With the nation currently hooked on a frustrating yet equally horrifying political drama entitled Real Life, a musical state-of-the-nation address has never been more welcome.

With this in mind, you can always rely on Nottingham duo Sleaford Mods to provide an angry splash of red amongst the enduring grey of the British musical landscape. It’s not that nobody is making protest music, but things are surprisingly quiet given the endless supply of subject matter.

Sleaford Mods pick up where they left off on English Tapas. The new lead single Kebab Spider walks along the sort of bassline Dan Le Sac and Scroobius Pip once used to such devastating effect. Williamson barks “you’ve had a record deal for thirty years, what do you know about agencies, looking for jobs, shit wages?

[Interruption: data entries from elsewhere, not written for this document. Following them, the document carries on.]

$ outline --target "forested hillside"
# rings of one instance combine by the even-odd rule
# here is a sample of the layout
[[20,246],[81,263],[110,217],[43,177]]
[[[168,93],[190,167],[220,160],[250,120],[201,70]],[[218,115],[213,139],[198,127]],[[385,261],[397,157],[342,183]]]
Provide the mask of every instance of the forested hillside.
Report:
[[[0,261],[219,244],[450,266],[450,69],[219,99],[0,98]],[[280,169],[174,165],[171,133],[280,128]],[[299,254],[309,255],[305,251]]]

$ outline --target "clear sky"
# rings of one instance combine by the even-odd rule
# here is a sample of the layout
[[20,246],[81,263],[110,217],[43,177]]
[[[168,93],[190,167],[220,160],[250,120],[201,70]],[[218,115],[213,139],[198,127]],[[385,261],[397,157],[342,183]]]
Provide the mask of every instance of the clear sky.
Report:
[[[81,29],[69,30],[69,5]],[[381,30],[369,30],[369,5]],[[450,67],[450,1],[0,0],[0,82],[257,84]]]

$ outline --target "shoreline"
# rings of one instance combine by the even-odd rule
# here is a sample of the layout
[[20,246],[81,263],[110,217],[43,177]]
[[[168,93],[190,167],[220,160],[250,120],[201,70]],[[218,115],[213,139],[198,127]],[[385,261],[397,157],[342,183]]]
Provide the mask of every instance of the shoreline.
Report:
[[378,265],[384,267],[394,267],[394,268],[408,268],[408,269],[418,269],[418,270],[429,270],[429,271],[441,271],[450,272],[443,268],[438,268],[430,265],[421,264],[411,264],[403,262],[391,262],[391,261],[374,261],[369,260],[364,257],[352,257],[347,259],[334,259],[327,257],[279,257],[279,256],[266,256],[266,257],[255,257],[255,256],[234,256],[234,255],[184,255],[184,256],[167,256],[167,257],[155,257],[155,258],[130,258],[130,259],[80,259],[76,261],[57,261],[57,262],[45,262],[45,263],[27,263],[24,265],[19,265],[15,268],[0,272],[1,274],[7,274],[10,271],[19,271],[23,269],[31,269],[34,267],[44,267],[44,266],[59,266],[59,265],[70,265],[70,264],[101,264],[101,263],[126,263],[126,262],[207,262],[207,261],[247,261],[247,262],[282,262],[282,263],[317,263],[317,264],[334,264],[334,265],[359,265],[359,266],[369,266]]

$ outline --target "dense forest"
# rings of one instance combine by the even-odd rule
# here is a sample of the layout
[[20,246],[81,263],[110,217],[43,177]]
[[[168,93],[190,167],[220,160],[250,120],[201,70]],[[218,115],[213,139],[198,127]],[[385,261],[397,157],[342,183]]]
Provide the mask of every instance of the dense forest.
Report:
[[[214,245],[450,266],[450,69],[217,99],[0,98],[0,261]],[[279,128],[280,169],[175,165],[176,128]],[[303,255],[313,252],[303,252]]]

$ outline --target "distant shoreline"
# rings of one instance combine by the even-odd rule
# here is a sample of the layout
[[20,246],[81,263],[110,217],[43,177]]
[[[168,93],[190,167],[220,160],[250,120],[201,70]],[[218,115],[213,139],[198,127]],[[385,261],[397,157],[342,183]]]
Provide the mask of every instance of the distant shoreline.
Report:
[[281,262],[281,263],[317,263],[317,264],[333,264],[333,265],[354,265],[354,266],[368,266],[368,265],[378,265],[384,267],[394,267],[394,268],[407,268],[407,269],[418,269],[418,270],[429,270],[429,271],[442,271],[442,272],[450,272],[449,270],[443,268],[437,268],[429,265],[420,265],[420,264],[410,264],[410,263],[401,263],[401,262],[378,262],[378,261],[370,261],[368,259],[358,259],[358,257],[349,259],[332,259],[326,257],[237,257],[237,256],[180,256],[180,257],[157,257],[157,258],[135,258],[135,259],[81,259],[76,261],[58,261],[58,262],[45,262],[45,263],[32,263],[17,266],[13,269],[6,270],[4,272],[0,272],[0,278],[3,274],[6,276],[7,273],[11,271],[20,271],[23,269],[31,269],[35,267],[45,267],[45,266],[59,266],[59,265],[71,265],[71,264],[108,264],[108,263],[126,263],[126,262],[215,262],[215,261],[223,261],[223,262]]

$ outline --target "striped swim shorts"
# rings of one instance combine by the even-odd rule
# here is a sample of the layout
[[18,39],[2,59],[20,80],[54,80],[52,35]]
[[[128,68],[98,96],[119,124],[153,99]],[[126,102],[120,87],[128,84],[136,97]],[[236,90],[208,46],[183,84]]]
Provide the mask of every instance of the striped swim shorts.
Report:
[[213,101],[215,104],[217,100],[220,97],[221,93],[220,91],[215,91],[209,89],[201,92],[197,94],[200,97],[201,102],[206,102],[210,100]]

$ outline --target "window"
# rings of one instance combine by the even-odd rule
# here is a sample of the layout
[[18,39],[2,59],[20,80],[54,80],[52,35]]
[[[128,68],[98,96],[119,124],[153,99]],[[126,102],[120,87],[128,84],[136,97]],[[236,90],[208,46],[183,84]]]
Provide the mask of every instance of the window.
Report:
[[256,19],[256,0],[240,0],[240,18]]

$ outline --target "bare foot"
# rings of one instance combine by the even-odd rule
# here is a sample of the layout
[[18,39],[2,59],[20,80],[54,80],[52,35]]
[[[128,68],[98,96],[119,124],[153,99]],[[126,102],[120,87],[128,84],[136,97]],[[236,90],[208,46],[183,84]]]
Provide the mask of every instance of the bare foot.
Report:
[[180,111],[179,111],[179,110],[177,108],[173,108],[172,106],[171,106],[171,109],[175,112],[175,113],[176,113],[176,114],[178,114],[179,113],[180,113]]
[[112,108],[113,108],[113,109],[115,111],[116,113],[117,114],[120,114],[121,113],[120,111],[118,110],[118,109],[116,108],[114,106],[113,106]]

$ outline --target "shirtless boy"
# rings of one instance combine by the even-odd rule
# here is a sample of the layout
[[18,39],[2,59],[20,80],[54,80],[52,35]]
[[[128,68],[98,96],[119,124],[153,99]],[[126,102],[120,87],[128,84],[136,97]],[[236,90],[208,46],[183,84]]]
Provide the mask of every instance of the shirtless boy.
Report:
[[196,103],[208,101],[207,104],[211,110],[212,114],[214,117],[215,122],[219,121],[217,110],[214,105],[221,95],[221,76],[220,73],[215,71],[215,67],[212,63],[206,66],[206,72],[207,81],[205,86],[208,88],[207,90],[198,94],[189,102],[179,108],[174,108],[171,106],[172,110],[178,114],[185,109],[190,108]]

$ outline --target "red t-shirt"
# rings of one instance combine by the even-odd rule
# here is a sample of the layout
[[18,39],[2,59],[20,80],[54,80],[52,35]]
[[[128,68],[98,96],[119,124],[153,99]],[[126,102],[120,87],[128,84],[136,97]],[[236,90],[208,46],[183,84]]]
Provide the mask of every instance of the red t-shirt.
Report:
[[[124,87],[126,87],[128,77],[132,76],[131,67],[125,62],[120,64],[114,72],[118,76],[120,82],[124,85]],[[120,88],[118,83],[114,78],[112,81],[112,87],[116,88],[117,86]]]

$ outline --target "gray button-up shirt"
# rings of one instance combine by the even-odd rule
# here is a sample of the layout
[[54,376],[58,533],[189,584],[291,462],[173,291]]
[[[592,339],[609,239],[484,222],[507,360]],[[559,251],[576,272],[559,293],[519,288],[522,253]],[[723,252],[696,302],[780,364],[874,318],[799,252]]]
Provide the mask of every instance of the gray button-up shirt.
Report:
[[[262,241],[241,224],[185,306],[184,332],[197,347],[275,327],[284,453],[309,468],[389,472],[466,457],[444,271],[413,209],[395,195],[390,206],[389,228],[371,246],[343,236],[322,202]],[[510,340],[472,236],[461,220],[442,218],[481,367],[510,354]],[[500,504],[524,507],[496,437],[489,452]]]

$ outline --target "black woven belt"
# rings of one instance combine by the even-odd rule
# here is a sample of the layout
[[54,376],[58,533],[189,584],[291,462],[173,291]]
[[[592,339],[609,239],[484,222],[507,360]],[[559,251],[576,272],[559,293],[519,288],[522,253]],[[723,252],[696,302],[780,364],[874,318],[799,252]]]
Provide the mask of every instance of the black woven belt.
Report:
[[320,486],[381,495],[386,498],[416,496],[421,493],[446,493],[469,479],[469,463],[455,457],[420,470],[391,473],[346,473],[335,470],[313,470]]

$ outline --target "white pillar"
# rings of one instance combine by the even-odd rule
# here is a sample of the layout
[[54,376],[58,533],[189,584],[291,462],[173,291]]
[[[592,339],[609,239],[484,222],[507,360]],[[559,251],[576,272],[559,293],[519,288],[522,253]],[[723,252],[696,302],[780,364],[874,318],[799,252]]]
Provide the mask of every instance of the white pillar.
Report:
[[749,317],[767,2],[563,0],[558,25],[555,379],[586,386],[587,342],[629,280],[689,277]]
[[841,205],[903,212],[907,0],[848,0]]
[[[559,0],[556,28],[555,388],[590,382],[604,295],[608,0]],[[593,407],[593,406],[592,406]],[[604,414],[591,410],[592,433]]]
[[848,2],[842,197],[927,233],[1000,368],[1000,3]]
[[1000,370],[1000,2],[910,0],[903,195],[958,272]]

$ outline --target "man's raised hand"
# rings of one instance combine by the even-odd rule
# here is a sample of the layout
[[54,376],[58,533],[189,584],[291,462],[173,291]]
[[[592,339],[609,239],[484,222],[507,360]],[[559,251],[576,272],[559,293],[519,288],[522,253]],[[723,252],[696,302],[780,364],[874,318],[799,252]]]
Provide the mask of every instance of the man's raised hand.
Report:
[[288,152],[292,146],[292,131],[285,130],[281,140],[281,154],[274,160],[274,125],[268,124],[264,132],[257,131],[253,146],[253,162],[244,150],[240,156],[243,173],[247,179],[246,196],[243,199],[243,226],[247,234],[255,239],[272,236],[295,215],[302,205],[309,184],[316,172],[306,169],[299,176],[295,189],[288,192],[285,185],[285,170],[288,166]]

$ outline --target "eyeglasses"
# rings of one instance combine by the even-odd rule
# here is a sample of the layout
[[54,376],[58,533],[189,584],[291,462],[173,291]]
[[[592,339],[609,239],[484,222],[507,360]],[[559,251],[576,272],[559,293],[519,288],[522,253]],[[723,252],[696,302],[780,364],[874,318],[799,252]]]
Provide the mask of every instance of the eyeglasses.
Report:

They take a swing at Brexit throughout the album in much the same vein as their previous record did; Jonny Rotten being replaced by “Jonny Remoan”. The word play is clever without being impenetrable, subtle without losing any of the anger which makes Sleaford Mods so crucial.

That anger peaks during Policy Cream, and endures through to one of the album’s lyrical highlights in Subtraction. “It’s not enough anymore to want change, you have to do change. But the only change I like sits in my pocket, I’m a consumer, I’m the system’s rocket.”

Fans of more melodic rock will lean on O.B.C.T, which carries the biggest riff on the album and sees Williamson’s vocal chords stretch to something approaching singing. It also features a kazoo and some bewildering lyrics about saltwater, fish and fins.

If we were being super critical, and we are, you might say that their music hasn’t really moved forward since last year’s release. At its heart this is two working class blokes, putting the world to rights. It’s hardly realistic to expect the overblown production of Be Here Now, but perhaps a little bit more variation and a little more polish could take things even further.

But that’s not to forget what brought us here in the first place: part 70s throwback, part public service, part grime, part grunge, and entirely what this country needs.